Tuan Guru
Menghidupkan Kembali Sosok Tuan Guru Yang Ditiru dan Digugu

Didiklah Anak Belajar dari Kesalahannya! | Tuan Guru

Rany, anak perempuanku punya kebiasaan buruk, yakni sering lupa membawa perlengkapan sekolah. Kebiasaan buruk ini mulai muncul ketika duduk di kelas V Sekolah Dasar. Kebijakan gurunya bahwa tempat duduk diatur menurut waktu kedatangan anak, membuat Rany selalu ingin cepat-cepat ke sekolah dengan harapan dapat duduk di bangku paling depan. Saking terburu-burunya, maka kadang lupa bawa buku PR, catatan, buku Paket, atau apa saja. Seperti biasa baru 5 menit tiba di sekolah, melayanglah SMSnya: “Antarkan buku PR Matematikaku, please!” atau “Minta tolong antarkan buku Bahasa Indonesiaku, nanti saya dimarahi bu Guru.”

Biasanya istriku langsung mengambil tindakan cepat, tepat, dan langsung ke sekolah membawa pesanan tersebut. Alasannya, tidak tega melihat anaknya kena marah gurunya, atau dihukum gara-gara keteledorannya. Akibatnya Rany tidak pernah menyadari kekurangannya karena selalu terselamatkan oleh tindakan sigap ibunya.

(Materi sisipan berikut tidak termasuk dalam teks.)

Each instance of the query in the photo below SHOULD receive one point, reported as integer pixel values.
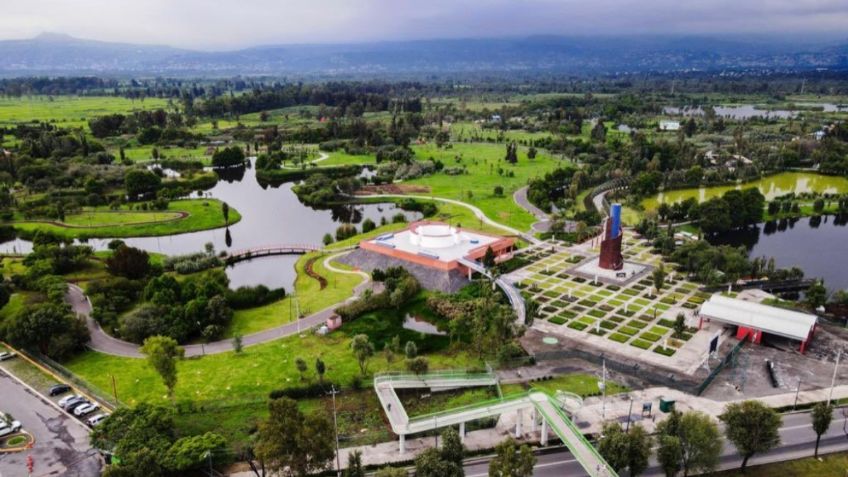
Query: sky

Suatu ketika saya membahas kebiasaan Rany tersebut dengan istriku. Saya berikan dia pengertian bahwa perhatian dan kasih sayang pada anak itu perlu. Namun jika selalu melindunginya dari kesalahan, maka anak tersebut akan terhambat dalam proses pendewasaan. Sebagai orang tua kita harus mengantarkan anak mencapai masa dewasanya dengan baik. Setiap orang pernah berbuat salah, itu pasti. Namun tidak banyak orang yang mau menerima dan belajar dari kesalahan. Umumnya orang lebih suka melemparkan kesalahan pada orang lain. Dan kita saksikan betapa banyaknya anak yang tumbuh besar, tapi jiwanya tidak besar. Mereka tumbuh menjadi anak yang tidak bertanggung jawab. Akhirnya ketika besar dan menduduki suatu jabatan, ia menjadi pejabat yang tidak bertanggung jawab.

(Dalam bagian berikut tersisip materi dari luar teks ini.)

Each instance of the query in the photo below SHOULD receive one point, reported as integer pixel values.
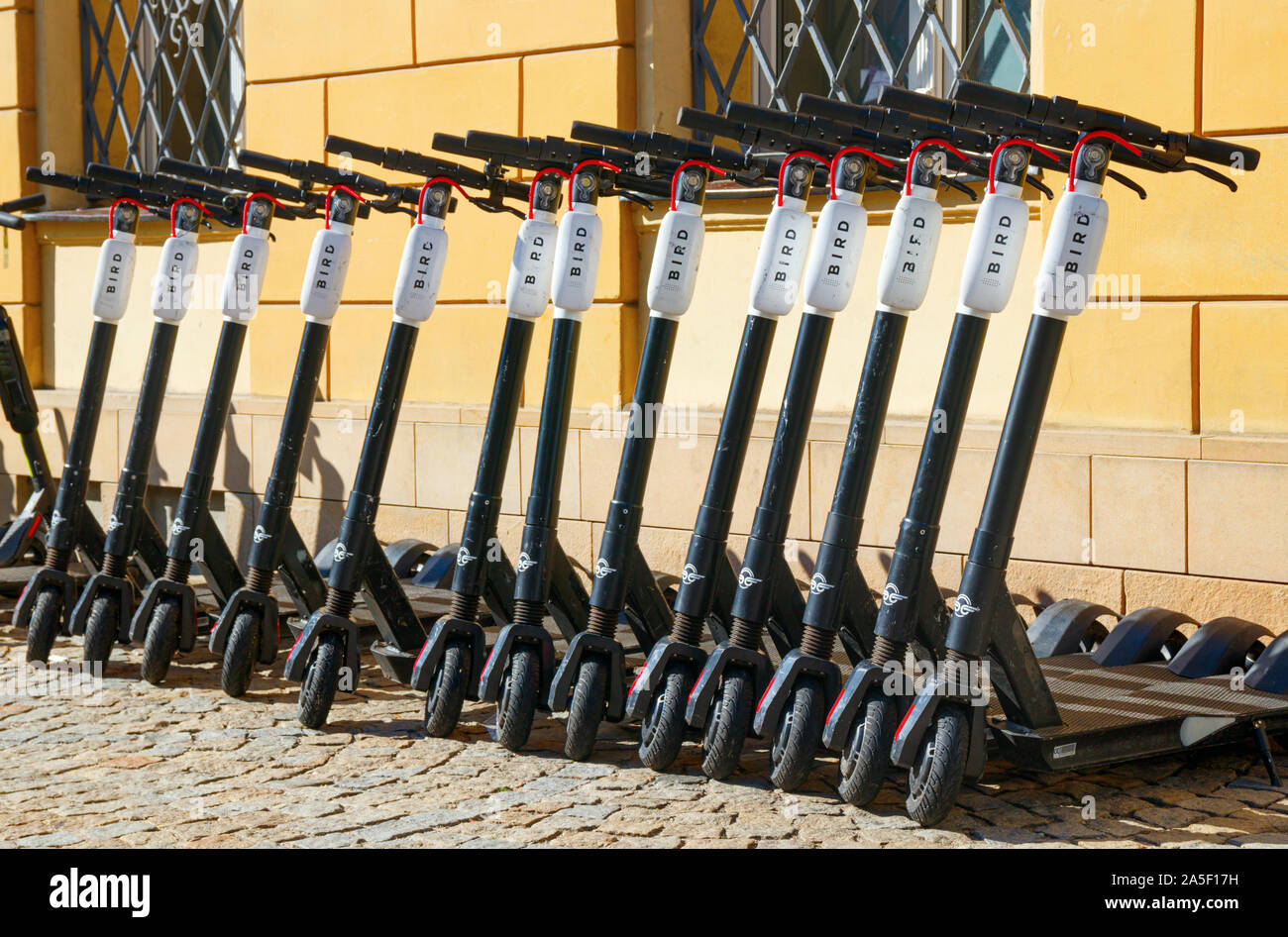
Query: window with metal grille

Setelah mendengar penjelasan saya yang panjang lebar, akhirnya istriku dapat memahami dan mulai komitmen untuk bekerjasama demi kebaikan anak. Nah, suatu ketika penyakit Rany kambuh lagi, kali ini baju olah raganya yang dia lupa. Istri saya tidak lagi melayaninya. Dia balas SMSnya dengan kalimat: “Nak, belajarlah bertanggung jawab. Bilang terus terang sama bu Guru, kalau dimarahi, terima saja. Belajarlah menerima kesalahan!”

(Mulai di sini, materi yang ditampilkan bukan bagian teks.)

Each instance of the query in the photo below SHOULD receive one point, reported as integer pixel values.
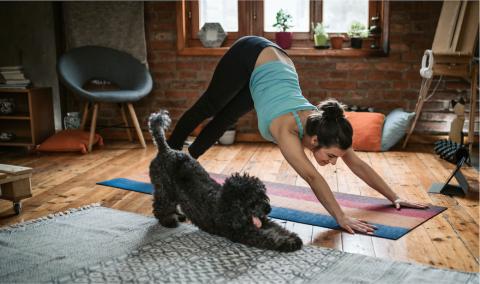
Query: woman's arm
(293, 152)
(370, 177)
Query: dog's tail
(157, 123)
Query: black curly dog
(227, 210)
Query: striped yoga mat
(299, 204)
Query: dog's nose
(268, 208)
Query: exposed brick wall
(383, 83)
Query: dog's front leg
(164, 208)
(273, 237)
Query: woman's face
(325, 156)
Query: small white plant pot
(227, 138)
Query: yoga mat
(299, 204)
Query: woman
(256, 73)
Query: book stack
(13, 77)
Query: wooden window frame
(251, 12)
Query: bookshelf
(32, 120)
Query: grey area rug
(102, 245)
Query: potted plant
(336, 40)
(357, 32)
(320, 36)
(283, 20)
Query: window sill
(294, 51)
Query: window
(337, 15)
(253, 17)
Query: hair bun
(332, 109)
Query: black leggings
(226, 99)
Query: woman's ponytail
(330, 125)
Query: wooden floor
(450, 240)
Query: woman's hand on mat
(405, 203)
(353, 224)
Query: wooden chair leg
(418, 108)
(92, 127)
(84, 115)
(125, 120)
(137, 126)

Aneh, ketika pulang sekolah Rany tidak menunjukkan tanda-tanda badmood di wajahnya. Senyumnya tetap merekah saat memasuki rumah. Waktu makan siang bersama, Rany mulai menceriterakan pengalamannya di sekolah. Dia sangat takut mengira dirinya akan dihukum. Dia pun berterus terang atas kelalaiannya hari itu sambil menanti hukuman apa yang bakal menimpanya. Ternyata guru tidak menghukumnya. Bu Guru hanya menasehati agar tidak terburu-buru, dan mengingat segala sesuatunya sebelum berangkat ke sekolah. Saya melihat dia mulai menyadari bahwa kesalahannya selama ini adalah menghindari kesalahan itu sendiri. Anak yang tidak berani menghadapi kesalahan, tidak akan pernah punya kesempatan untuk belajar dari kesalahannya.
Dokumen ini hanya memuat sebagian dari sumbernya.